The events in Ukraine are tragic –and our thoughts are with all those affected in any way by them.
It remains incumbent upon us as stewards of our clients’ wealth to continue to plot a course through what are becoming increasingly tricky markets. The Head of Trading at one of the major investment banks explained very honestly and succinctly in a recent end-of-day commentary: “The old mantra of ‘hope is not an investment strategy’ really hit home today as several client conversations have involved using the word ‘hope’ in the same sentence as words like ‘escalation’ and ‘nuclear’… not exactly the kind of stuff you’ll find in any textbook about stock investing and symptomatic as to how detached current market dynamics are from tangible anchors.”
What history might tell us
The first instinct of investors in such circumstances is to look for historical precedents. There have been a lot of notes and charts doing the rounds, which, at first glance, offer encouragement. There has been analysis of what sort of returns to expect from markets following the first interest rate rise in the cycle, a ten percent equity market correction and major geopolitical events, including wars. And the odds are very much on investors’ side, with more gains than losses, as well a decent average percentage gain.
For example, in the last category, Goldman Sachs (among others) point out that the S&P 500 Index has risen, on average, 8.6% over the twelve months from when an event began, with a 75% positive hit rate. Their list of twelve crises starts with Pearl Harborin 1941 and ends with the Iraq War in 2003. That might sound like a ringing endorsement of a “buy on the bullets” strategy but fails to take account of the background conditions.

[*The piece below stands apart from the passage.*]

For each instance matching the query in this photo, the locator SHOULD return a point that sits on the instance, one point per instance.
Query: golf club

The biggest “win” was the 33.1% gain following the outbreak of the first Gulf War in 1991.
What the bare market data fails to relate is that the Federal Reserve (Fed) had already started to cut interest rates in October 1990, having engineered a recession, and would continue to do so throughout 1991. Today, the Fed is on the cusp of tightening policy to combat inflation. Similarly, the 28.4% gain that followed the invasion of Iraq in 2003 followed one of the worst bear markets in history, from which we had only reached the foothills of recovery. Today, most equity markets are still within touching distance of all-time highs attained in just the last few weeks, following one of the most powerful bull runs in history.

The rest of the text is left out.